Go to contents

Korea’s battery market sees minus growth for the first time

Korea’s battery market sees minus growth for the first time

Posted July. 11, 2024 07:52,   

Updated July. 11, 2024 07:52

한국어

Sales in the Korean battery industry are expected to show negative growth for the first time in 14 years this year. With competitors posting ongoing growth, it is difficult to dismiss the sluggish performance as temporary slow growth due to the lack of maturity of the electric vehicle and secondary battery markets. Korea’s battery market is facing the biggest crisis against China, backed by its vast domestic electric vehicle and secondary battery market.

Among the three leading Korean battery companies, LG Energy Solution and SK On's annual sales this year are expected to decline by more than 10% compared to last year, while Samsung SDI is also expected to post a similar performance. Should such trends continue, the industry's size will decline for the first time since 2010, when sales data were compiled. Meanwhile, the sales of CATL and DYC, China’s top two companies, are expected to continue to deliver strong growth at 5% and 23%, respectively.

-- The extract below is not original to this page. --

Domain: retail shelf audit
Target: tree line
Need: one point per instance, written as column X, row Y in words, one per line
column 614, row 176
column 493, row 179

The global market share of the top three Korean battery companies, excluding China, fell from 57% three years ago to 47% from January to April. During the same period, the market share of Chinese companies surged from 14% to 31%. The technological competitiveness of Chinese lithium iron phosphate (LFP) batteries, which are cheaper but had lower performance than Korean batteries, has recently improved significantly and is rapidly dominating the market. Japan's Panasonic, the first company that invented cylindrical secondary batteries and supplies them to Tesla in the U.S., also decided to increase investment in its U.S. production facilities. As a latecomer in the field of LFP and cylindrical batteries, Korea is facing a difficult situation in which it must invest in overseas facilities and technology for advanced products while struggling in a stagnant market.

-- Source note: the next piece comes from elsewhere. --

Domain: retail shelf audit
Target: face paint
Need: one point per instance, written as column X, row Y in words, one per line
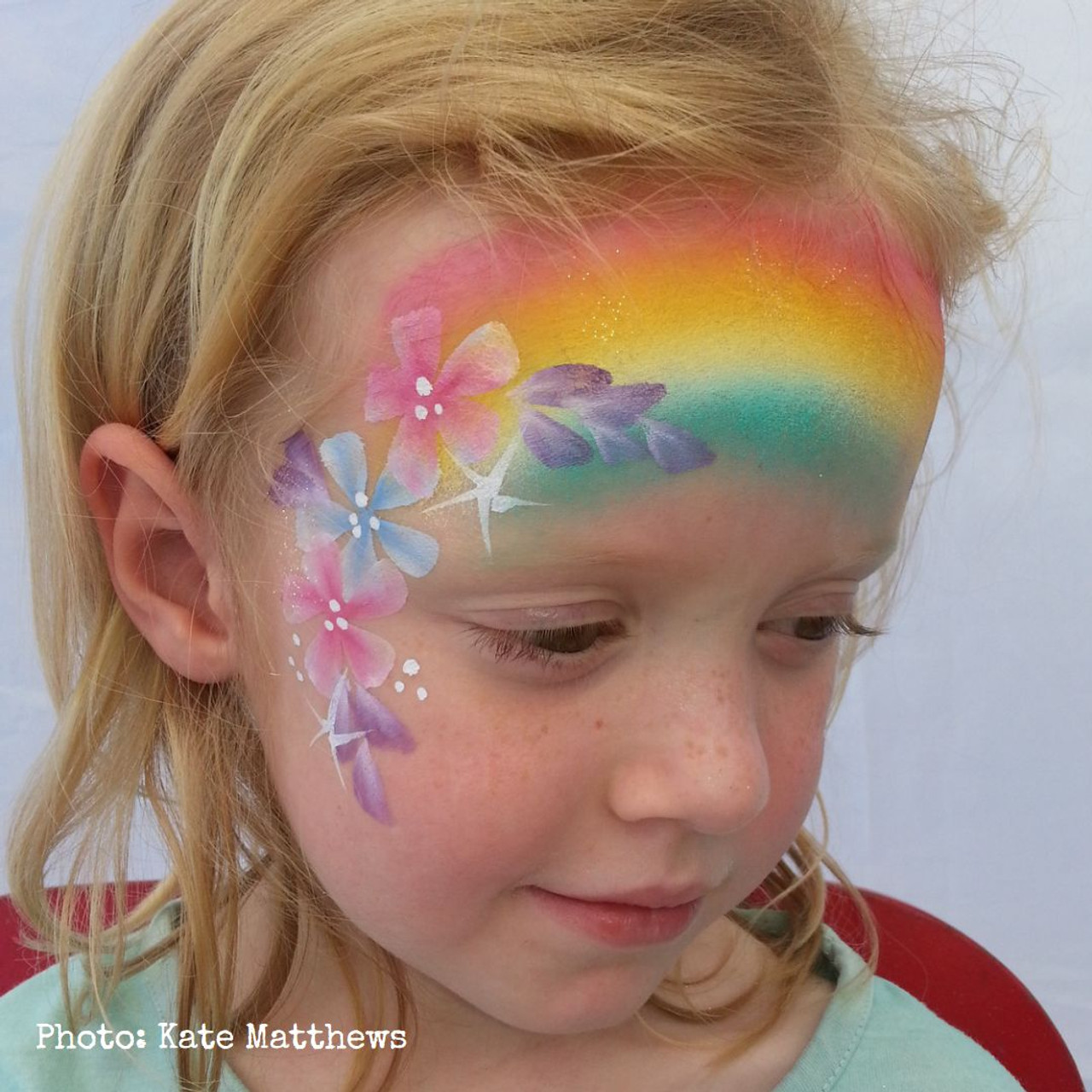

In addition, Korea relies on China for most of the three major minerals, which are nickel, lithium and cobalt, which account for half of battery costs, raising supply chain risks. While China swept up shares in 407 of the world's three major mineral mines, Korea only secured 15. It is said that Japan has secured 31 sites, twice the number of Korea, thanks to international trading companies' early efforts to develop overseas mineral resources. In addition, China is accelerating the pace of resource control in which the government directly controls the export of key minerals.

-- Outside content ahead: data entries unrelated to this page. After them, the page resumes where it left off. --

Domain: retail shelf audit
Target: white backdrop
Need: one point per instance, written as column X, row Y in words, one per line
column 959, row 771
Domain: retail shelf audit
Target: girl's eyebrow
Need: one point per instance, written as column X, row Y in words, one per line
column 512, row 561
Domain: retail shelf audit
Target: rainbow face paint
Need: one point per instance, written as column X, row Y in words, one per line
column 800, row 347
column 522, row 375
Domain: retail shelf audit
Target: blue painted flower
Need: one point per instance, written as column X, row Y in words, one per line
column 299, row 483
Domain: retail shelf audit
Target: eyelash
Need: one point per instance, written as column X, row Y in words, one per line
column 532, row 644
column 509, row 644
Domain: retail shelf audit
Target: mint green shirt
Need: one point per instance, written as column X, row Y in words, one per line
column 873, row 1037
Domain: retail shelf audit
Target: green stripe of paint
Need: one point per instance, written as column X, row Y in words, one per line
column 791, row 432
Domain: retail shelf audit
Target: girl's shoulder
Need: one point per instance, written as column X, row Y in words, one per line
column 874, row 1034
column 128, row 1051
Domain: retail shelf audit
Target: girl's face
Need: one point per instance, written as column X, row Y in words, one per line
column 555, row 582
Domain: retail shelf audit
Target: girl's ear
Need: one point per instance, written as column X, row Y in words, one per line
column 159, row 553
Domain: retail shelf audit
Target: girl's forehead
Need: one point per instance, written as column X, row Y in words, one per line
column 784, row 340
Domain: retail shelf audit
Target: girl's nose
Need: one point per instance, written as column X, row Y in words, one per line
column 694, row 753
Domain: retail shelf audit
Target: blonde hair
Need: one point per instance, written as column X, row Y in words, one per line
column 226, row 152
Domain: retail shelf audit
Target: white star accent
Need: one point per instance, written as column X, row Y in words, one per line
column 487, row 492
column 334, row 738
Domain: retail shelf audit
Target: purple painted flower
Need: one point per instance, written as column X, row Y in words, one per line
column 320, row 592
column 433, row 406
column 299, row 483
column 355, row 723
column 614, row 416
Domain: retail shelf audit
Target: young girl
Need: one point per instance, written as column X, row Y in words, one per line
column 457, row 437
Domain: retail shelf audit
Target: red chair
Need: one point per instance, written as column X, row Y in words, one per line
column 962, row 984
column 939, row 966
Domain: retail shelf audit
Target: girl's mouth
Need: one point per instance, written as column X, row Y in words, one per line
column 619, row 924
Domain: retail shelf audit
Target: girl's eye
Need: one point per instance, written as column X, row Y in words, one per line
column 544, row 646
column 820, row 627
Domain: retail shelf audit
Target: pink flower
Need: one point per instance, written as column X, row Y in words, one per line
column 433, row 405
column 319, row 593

The global competition in the battery industry, including sanctions on imports of foreign batteries from the United States and the European Union (EU) and competition to secure the raw material supply chains, has significantly exceeded levels that can be handled at the individual company level. Batteries are Korea's 7th largest export item and a core industry that created more than 35,000 jobs. The government and political circles must provide full support measures to deal with challenges by competitors and promote the industry as a strong growth engine for the future.